Mikaela Shiffrin’s Consistent Approach: Sticking to a Routine and Assessing With Data
It’s impressive when a skier wins their first World Cup skiing race, but for the very best in history, consistently putting themselves on the podium requires a level of daily diligence that enables them to show up when it counts over and over again. To this end, Mikaela Shiffrin’s secret to winning three overall World Cup titles isn’t complicated: find a routine that works, run with it day after day, and use data insights to fine-tune her program.
She gets up between five and six AM and follows breakfast with a half-hour muscle activation warmup. The rest of the morning is skiing-focused on the mountain for up to five hours. Then after lunch and a nap, she’s in the gym with her strength and conditioning coach dragging and pushing sleds, throwing medicine balls, doing pullups, and performing other functional movements that foster total body strength and power.

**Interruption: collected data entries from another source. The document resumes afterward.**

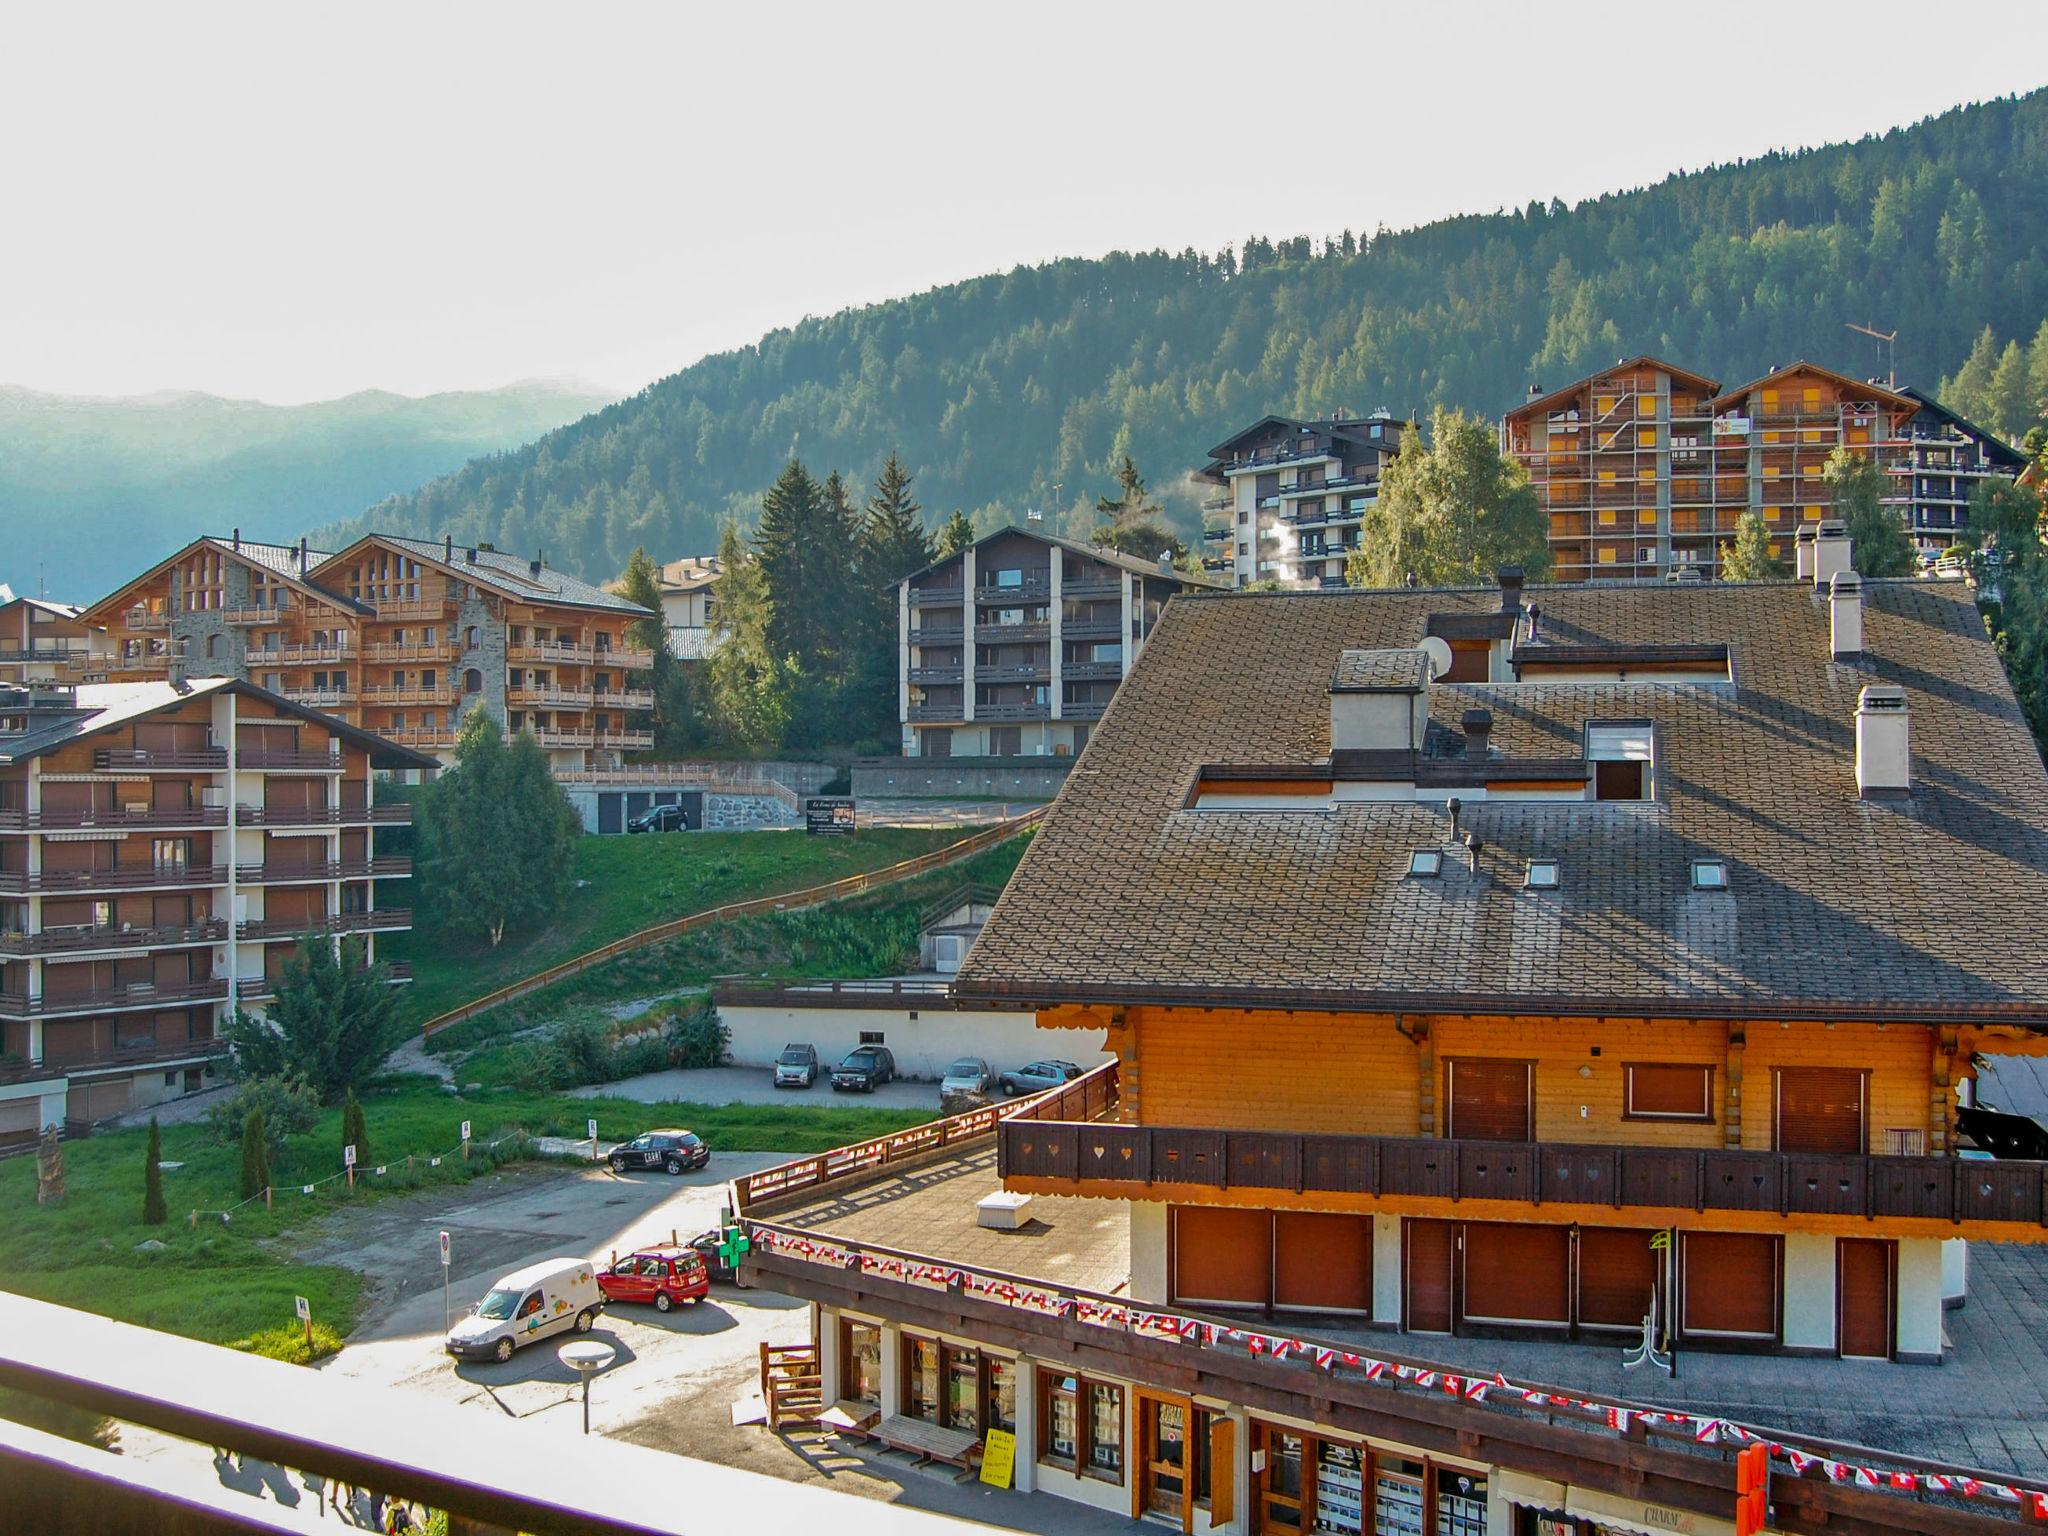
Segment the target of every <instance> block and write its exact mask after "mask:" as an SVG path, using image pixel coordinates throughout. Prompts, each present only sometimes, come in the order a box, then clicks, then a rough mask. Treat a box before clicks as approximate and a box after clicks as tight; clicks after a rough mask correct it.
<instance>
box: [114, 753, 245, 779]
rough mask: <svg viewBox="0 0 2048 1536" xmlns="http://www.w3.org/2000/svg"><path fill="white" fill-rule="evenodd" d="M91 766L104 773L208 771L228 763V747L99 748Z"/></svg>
mask: <svg viewBox="0 0 2048 1536" xmlns="http://www.w3.org/2000/svg"><path fill="white" fill-rule="evenodd" d="M92 766H94V768H96V770H98V772H102V774H207V772H219V770H221V768H225V766H227V748H186V750H184V752H158V750H154V748H98V750H96V752H94V754H92Z"/></svg>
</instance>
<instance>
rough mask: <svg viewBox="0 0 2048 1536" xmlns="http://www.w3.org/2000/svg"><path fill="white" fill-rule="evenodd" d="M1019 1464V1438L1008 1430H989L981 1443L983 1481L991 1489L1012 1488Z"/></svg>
mask: <svg viewBox="0 0 2048 1536" xmlns="http://www.w3.org/2000/svg"><path fill="white" fill-rule="evenodd" d="M1016 1464H1018V1438H1016V1436H1014V1434H1010V1432H1008V1430H989V1436H987V1440H983V1442H981V1481H983V1483H987V1485H989V1487H991V1489H1006V1487H1010V1477H1012V1475H1014V1473H1016Z"/></svg>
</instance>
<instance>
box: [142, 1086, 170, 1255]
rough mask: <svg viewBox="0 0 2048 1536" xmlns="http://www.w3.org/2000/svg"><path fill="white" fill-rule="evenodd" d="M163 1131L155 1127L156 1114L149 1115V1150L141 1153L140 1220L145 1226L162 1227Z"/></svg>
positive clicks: (163, 1224)
mask: <svg viewBox="0 0 2048 1536" xmlns="http://www.w3.org/2000/svg"><path fill="white" fill-rule="evenodd" d="M162 1163H164V1133H162V1130H158V1128H156V1116H154V1114H152V1116H150V1151H147V1153H143V1165H141V1221H143V1225H145V1227H162V1225H164V1217H166V1214H168V1212H166V1210H164V1165H162Z"/></svg>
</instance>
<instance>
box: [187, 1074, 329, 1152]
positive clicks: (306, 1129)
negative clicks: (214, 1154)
mask: <svg viewBox="0 0 2048 1536" xmlns="http://www.w3.org/2000/svg"><path fill="white" fill-rule="evenodd" d="M250 1110H254V1112H258V1114H260V1116H262V1130H264V1149H266V1151H268V1153H279V1151H283V1147H285V1137H303V1135H305V1133H307V1130H311V1128H313V1124H315V1122H317V1120H319V1098H317V1096H315V1094H313V1090H311V1087H307V1085H305V1081H303V1079H299V1077H244V1079H242V1081H240V1083H236V1092H233V1094H229V1096H227V1098H225V1100H221V1102H219V1104H215V1106H213V1108H211V1110H207V1124H209V1126H213V1135H215V1139H217V1141H221V1143H229V1141H240V1139H242V1128H244V1124H248V1118H250Z"/></svg>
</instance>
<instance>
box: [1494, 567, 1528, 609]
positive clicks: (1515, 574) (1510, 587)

Shiffrin then reviews video of her ski session, eats dinner, and gets at least nine hours of sleep. She and her team keep tabs on training data and combine this with subjective measurements like rate of perceived exertion to make corrections to her programming as needed.
“We can objectively rate what my energy levels should be, across a period of time, given this data,” Shiffrin told Sports Illustrated. “There’s a graph showing the peaks and valleys of my training, and the highest intensity blocks versus the lowest intensity blocks. The last couple of years we’ve collected enough data to see when I get tired in a really intense training block.”
Shiffrin’s example offers two key takeaways. First, find the best times to train, refuel, and recover, and then stick to them. Second, use a smartwatch or fitness tracker to log each training session, correlate this with how you feel during and after each session, and then make adjustments if you’re not being challenged or are doing too much. Not sure where to begin? Find an experienced coach to guide you.
Your goals might be very different from those of Olympians like Shaun White, Jessie Diggins, and Mikaela Shiffrin. But the ways in which they approach their training can inform how you prepare to perform your best on race day and in life.